Innovation Lessons From 3-D Printing
The use of 3-D printing and other related technologies is seen as having potentially transformative implications. "Just as the Web democratized innovation in bits, a new class of 'rapid prototyping' technologies, from 3-D printers to laser cutters, is democratizing innovation in atoms," Wired magazine's longtime editor-in-chief, Chris Anderson, stated in his new book Makers: The New Industrial Revolution. "A new digital revolution is coming, this time in fabrication," MIT professor Neil Gershenfeld wrote in a recent issue of Foreign Affairs.

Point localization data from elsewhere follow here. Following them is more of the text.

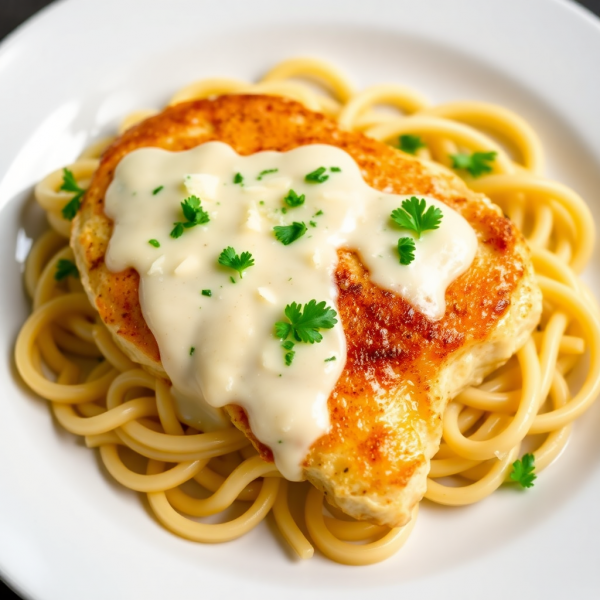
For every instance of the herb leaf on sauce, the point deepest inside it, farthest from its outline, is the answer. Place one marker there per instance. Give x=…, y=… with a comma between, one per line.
x=477, y=164
x=523, y=470
x=65, y=268
x=69, y=184
x=317, y=176
x=287, y=234
x=293, y=200
x=194, y=215
x=413, y=216
x=410, y=143
x=239, y=263
x=406, y=250
x=305, y=322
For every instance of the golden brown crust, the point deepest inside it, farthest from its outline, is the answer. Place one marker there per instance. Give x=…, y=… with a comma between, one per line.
x=395, y=354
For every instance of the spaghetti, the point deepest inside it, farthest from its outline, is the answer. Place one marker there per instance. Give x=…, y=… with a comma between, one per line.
x=95, y=391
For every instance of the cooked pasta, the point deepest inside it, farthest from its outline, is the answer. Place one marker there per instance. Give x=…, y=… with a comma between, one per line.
x=66, y=355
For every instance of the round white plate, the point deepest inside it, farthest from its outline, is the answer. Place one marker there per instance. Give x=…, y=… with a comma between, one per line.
x=67, y=531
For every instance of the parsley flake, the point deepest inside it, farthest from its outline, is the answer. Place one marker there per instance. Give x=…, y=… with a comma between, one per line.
x=477, y=164
x=69, y=184
x=293, y=200
x=239, y=263
x=317, y=176
x=287, y=234
x=410, y=143
x=523, y=470
x=265, y=172
x=413, y=216
x=65, y=268
x=305, y=322
x=406, y=250
x=194, y=214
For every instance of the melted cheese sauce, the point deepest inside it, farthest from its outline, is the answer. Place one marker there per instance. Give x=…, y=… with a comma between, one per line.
x=220, y=348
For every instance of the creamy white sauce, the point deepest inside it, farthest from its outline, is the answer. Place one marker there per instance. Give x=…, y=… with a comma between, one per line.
x=236, y=357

The longer-term implications of 3-D printing technologies are believed to be large. Direct advantages include enabling designers to operate more efficiently and conveniently. They can quickly prototype their designs in order to test their viability or demonstrate them. Moreover, 3-D printing enables entirely new products to be developed. With layer-wise 3-D printing processes, many limitations of existing production processes are removed. Widespread use of 3-D printing will also likely have implications for production, logistics and retail, since there will be less need to centrally fabricate products and distribute them if individuals can download and locally print a product's design.
But in addition to 3-D printing's technological implications, recent evolutions in 3-D printing offer important management lessons for executives about the changing face of technological innovation — and what that means for businesses. This article examines the rapid emergence of a movement called open-source 3-D printing and how it fits into a general trend toward open-source innovation by collaborative online communities. It also explores how existing companies can respond to open-source innovation if it occurs in their industry — and whether such collaborative innovation projects represent a threat or an opportunity for existing businesses.